The Kurdish government in April, though, stopped exports of oil from its fields to an Iraqi government facility near Kirkuk after a payment agreement broke down. Instead oil companies are selling the reduced production to local markets to cover their costs.

Kurdish rhetoric has become increasingly hard-line recently as Prime Minister Nouri al-Maliki’s coalition government remains embroiled in a crisis over charges that the prime minister has reneged on promises made to Kurds, Sunnis and even his own Shia allies.

“Political stalemate in Baghdad, sporadic but intense bouts of violence and sectarian conflict point to an identity crisis,” gloated the Kurdish region’s annual oil and gas report released on Sunday.

“The stagnating political dynamics between the Sunni and Shia leaderships in Baghdad are positioning the Kurdistan region as a model of political virtue and stability in Iraq.”

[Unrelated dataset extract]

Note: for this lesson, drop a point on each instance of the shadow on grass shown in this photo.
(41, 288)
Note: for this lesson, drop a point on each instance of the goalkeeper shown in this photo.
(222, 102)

In another message to Baghdad, Hawrami also told the energy conference that the Kurdish region was planning to “barter” crude oil it produced with other countries for refined fuel. The move would also contravene the principle that only the central government can export Iraqi oil.

To an audience that included the governor of bordering Nineveh province, embroiled in its own dispute with Baghdad,

Hawrami also reiterated the intent to work in oil fields in disputed areas claimed by both the Kurdish and central governments.